George Drury

Personal information
- Date of birth: 22 January 1914
- Place of birth: Hucknall, England
- Date of death: June 1972 (aged 58)
- Place of death: Hucknall, England
- Position: Inside forward

Youth career
- Heanor Town
- 1934–1936: Sheffield Wednesday

Senior career*
- Years: Team / Apps / (Gls)
- 1936–1938: Sheffield Wednesday / 44 / (9)
- 1938–1946: Arsenal / 38 / (3)
- 1946–1948: West Bromwich Albion / 29 / (8)
- 1948–1950: Watford / 35 / (3)
- Linby Colliery
- Darlaston
- Normanton
- Total:  / 146 / (23)

= George Drury (footballer) =

English footballer

George Drury (22 January 1914 – June 1972) was an English professional footballer who played as an inside forward.

==Career==
Born in Hucknall, Drury began his career in non-league football with Heanor Town.

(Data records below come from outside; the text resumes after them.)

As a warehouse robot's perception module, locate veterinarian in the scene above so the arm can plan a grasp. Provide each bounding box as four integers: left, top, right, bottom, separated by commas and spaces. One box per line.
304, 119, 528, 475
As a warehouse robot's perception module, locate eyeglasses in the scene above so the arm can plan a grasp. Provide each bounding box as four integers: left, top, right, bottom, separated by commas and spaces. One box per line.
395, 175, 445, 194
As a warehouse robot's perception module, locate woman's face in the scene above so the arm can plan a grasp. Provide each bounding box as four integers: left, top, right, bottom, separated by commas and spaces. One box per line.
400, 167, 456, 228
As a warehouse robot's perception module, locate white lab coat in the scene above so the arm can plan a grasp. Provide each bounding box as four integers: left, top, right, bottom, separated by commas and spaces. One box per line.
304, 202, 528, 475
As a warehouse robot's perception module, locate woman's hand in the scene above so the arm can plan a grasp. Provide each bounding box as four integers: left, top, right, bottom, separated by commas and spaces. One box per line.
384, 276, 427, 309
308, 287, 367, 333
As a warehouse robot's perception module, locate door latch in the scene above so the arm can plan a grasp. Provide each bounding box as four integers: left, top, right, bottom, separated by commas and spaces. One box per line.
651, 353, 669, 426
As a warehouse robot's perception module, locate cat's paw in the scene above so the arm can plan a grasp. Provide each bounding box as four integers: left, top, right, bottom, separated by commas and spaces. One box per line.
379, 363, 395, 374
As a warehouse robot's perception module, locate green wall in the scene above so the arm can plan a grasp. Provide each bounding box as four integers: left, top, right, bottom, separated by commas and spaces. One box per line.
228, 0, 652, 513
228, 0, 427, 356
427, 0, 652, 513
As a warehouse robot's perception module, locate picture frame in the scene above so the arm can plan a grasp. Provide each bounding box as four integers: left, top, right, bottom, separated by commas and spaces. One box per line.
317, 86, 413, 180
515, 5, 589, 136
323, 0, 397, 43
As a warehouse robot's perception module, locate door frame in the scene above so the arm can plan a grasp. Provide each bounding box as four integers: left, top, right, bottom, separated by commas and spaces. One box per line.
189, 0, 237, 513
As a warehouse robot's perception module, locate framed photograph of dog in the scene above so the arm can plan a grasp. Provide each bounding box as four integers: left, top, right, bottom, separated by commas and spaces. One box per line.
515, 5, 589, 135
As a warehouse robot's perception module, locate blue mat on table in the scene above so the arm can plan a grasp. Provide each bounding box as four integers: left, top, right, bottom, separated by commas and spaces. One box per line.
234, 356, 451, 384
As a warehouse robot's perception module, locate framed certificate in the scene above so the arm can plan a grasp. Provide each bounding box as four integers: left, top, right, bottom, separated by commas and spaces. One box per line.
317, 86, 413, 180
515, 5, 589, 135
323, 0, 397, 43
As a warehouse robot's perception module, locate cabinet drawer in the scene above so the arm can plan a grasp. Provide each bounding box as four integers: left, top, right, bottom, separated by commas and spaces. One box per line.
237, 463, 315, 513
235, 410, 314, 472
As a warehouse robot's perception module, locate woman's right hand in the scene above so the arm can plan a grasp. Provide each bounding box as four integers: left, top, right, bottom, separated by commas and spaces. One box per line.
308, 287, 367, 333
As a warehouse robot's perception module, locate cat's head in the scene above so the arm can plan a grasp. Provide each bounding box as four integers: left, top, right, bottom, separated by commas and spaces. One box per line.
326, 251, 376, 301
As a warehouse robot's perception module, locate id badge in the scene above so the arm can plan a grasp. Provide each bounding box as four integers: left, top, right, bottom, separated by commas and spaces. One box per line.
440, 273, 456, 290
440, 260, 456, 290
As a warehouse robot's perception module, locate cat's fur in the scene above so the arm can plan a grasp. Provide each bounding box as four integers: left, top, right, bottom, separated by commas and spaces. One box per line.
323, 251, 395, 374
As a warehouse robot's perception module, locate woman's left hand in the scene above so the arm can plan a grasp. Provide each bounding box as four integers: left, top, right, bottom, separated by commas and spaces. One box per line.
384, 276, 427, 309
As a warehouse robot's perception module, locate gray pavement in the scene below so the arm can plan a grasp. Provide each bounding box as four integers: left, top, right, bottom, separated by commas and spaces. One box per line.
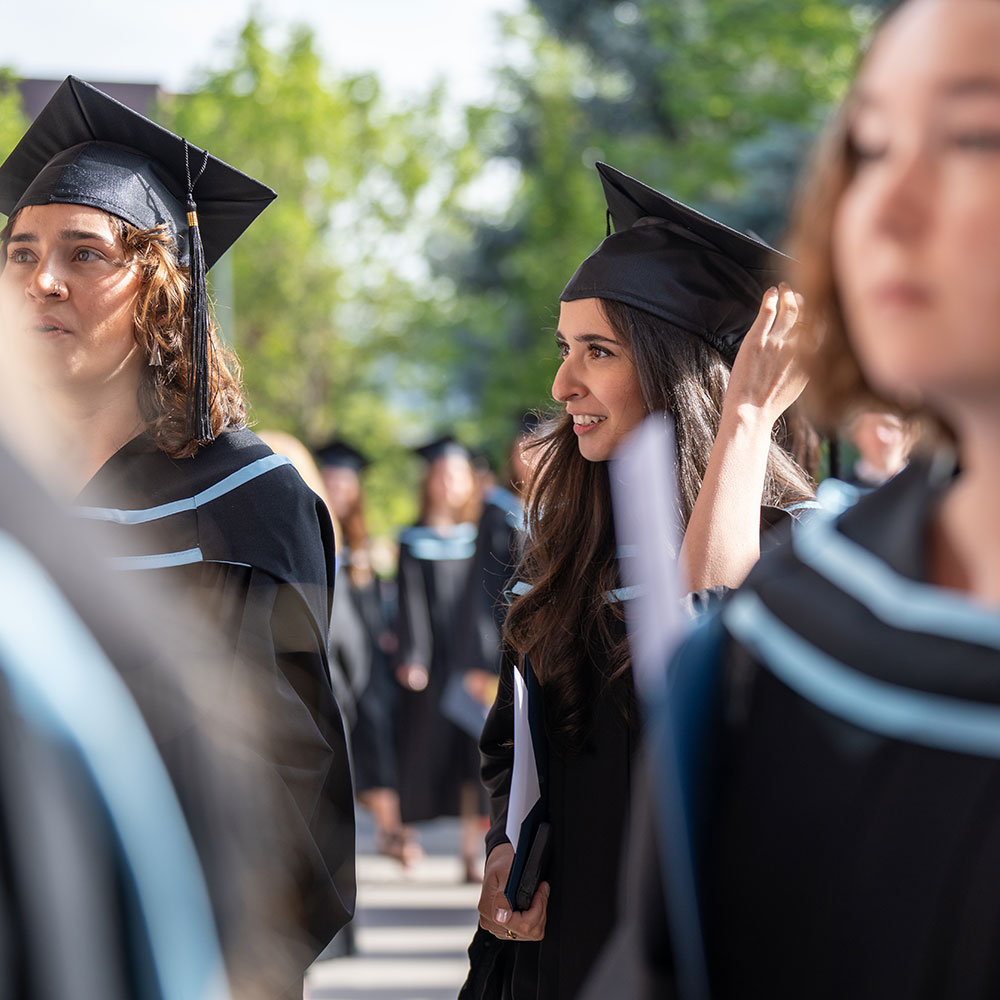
306, 811, 479, 1000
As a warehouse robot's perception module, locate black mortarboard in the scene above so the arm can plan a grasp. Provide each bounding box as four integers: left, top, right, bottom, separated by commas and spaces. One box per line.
560, 163, 791, 364
315, 438, 371, 472
517, 410, 542, 437
413, 434, 472, 462
0, 76, 275, 440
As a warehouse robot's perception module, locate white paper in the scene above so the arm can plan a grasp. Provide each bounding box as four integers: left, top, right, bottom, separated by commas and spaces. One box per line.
610, 413, 689, 697
506, 667, 541, 850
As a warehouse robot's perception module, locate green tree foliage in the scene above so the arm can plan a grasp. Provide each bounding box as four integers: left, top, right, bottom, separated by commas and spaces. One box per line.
0, 67, 28, 162
160, 18, 464, 529
422, 0, 876, 460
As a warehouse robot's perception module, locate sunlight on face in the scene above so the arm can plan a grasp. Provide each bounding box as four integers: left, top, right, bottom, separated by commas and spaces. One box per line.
552, 299, 646, 462
0, 204, 145, 396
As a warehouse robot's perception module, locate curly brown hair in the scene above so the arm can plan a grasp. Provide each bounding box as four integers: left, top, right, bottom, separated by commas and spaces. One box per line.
118, 220, 247, 458
0, 213, 247, 458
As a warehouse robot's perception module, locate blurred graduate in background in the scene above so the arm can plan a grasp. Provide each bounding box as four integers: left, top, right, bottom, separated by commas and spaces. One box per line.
316, 438, 408, 866
444, 414, 539, 741
396, 436, 483, 879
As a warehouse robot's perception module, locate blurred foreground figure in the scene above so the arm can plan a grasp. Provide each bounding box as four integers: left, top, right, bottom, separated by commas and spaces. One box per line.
0, 434, 304, 1000
0, 77, 355, 988
589, 0, 1000, 1000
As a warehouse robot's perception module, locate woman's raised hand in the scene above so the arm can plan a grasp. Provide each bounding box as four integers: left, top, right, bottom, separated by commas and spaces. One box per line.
479, 844, 549, 941
725, 282, 808, 424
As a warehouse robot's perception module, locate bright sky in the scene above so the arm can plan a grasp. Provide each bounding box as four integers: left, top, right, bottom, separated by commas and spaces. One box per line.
0, 0, 525, 101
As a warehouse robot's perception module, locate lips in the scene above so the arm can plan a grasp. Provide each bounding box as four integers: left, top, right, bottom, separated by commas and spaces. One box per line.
869, 280, 932, 309
31, 316, 72, 337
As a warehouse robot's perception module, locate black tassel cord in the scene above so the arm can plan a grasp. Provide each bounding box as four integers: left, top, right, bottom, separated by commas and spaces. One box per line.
184, 141, 215, 441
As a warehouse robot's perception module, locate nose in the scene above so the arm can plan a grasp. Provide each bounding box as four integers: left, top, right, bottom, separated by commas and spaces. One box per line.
25, 260, 69, 299
872, 149, 935, 240
552, 358, 587, 403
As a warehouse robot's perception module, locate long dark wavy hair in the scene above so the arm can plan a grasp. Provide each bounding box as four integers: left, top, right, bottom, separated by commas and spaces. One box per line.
504, 299, 814, 749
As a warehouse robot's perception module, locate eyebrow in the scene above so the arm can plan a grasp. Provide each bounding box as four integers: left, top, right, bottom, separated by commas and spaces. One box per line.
942, 76, 1000, 97
853, 74, 1000, 111
7, 229, 115, 246
556, 330, 618, 344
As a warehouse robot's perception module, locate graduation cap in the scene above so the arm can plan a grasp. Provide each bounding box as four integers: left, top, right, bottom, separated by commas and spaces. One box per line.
315, 438, 371, 472
413, 434, 472, 462
0, 76, 275, 441
560, 163, 791, 365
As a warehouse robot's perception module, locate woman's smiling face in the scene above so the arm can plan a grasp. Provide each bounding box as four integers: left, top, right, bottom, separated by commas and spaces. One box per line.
552, 299, 646, 462
0, 204, 145, 392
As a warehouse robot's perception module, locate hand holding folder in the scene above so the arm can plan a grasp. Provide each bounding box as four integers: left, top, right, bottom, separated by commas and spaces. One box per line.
504, 658, 550, 910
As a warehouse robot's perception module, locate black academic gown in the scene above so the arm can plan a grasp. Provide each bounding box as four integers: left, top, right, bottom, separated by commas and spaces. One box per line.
591, 462, 1000, 1000
348, 564, 399, 792
0, 445, 308, 1000
480, 625, 639, 1000
395, 524, 479, 823
76, 430, 355, 954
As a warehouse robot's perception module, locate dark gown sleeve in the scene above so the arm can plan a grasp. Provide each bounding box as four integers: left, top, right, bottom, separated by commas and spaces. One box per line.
198, 563, 355, 953
479, 657, 514, 855
330, 570, 372, 730
579, 754, 677, 1000
396, 543, 434, 670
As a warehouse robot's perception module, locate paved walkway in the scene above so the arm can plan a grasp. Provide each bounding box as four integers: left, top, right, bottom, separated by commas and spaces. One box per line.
306, 813, 479, 1000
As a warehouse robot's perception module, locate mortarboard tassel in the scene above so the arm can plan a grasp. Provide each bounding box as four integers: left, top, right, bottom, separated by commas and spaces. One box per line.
184, 141, 215, 441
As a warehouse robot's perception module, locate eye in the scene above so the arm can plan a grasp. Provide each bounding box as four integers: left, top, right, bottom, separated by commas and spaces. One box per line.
848, 138, 887, 167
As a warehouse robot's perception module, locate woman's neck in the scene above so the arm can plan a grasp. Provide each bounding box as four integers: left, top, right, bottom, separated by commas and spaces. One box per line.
424, 510, 459, 528
52, 387, 145, 496
929, 420, 1000, 607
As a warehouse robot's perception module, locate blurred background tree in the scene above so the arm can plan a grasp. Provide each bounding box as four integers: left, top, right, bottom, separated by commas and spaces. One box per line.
0, 0, 892, 532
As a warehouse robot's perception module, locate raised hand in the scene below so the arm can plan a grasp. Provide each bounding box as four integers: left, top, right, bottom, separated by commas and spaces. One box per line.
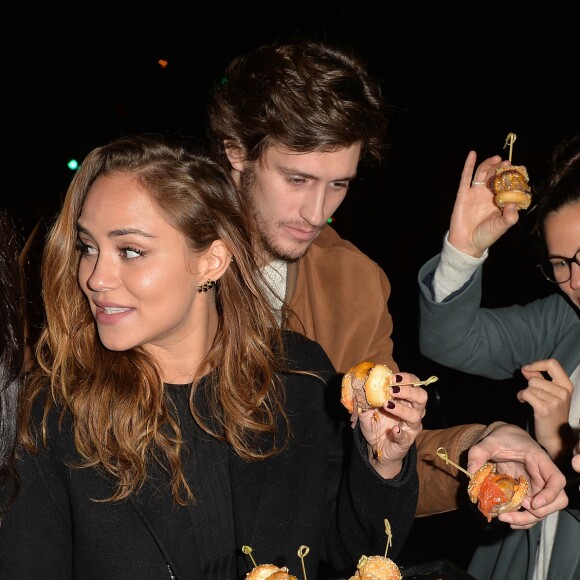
449, 151, 518, 258
358, 373, 427, 478
467, 425, 568, 529
517, 359, 576, 460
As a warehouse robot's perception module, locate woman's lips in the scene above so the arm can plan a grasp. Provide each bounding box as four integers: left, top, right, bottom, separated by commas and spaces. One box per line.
95, 305, 134, 324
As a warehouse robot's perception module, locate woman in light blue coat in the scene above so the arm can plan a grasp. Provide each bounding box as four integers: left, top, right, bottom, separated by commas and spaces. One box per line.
419, 136, 580, 580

He signed for Sheffield Wednesday in 1934, making his debut in November 1936.

Drury joined Arsenal in March 1938, making 11 league appearances in the Football League as they won the old First Division that season. He also played for West Bromwich Albion and Watford, before returning to non-league football with Linby Colliery, Darlaston and Normanton.